BART was averaging 400,000 weekday riders pre-pandemic, but these days the system averages only 200,000 on the good days of Tuesdays, Wednesdays, and Thursdays. (Consider that last Friday, ridership was at 38% of pre-pandemic levels, and this past Monday was 37%). The agency, which relies heavily on rider fares to cover its costs, is now facing a funding gap of an estimated $300 to $400 million per year once its state and federal emergency funding runs out.
“A three-day workweek would not work to fund our operating budget,” BART spokesperson Alicia Trost told the Chronicle.
BART is responding by working on a 2026 ballot measure that would increase funding for public transit. But the options that yet-unwritten measure would employ would be hikes in either sales taxes, parcel taxes, or payroll taxes. Any of these might be a difficult sale to voters.
But the cuts BART might have to make would also be very difficult to swallow. They might have to eliminate two lines, close numerous stations permanently, end service at 9 pm on weeknights, or eliminate weekend service outright.
“BART going into a death spiral is a very real possibility if we don’t find the resources to keep it running,” Metropolitan Transportation Commission vice chair Nick Josefowitz told the Chronicle.
Such drastic reductions in the BART service we’d already relied upon could have drastic unintended consequences, like people having to leave their jobs, or the closure of businesses close to BART stations.
Yet meanwhile, KPIX is reporting on Muni’s biggest month of ridership since the pandemic, which they just logged in September. Muni averaged 521,000 riders each weekday in September, the highest ridership month since February 2020.

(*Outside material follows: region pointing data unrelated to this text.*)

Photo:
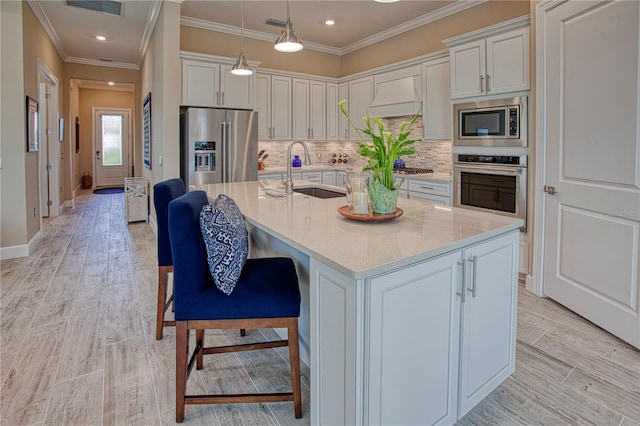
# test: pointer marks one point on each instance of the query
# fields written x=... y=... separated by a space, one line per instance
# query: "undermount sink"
x=314 y=191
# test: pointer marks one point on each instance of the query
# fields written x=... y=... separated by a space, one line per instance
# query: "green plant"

"This month marks a remarkable milestone, in that we hit more than half a million average daily weekday boardings," SFMTA director Jeffrey Tumlin said at Tuesday’s SFMTA board meeting, per KPIX.
Of course, those impressive September figures still only represent a 74% recovery from pre-pandemic ridership. And Muni’s recovery has, like BART's, been uneven, with certain heavily used lines above pre-pandemic ridership, but many other lines still relatively empty.
The big unexpected bright spot for Muni is their weekend ridership, which is at a robust 92% of pre-pandemic numbers. But if BART goes through with those possible draconian service cuts, weekend Muni ridership will be even higher, for reasons no one wants to see.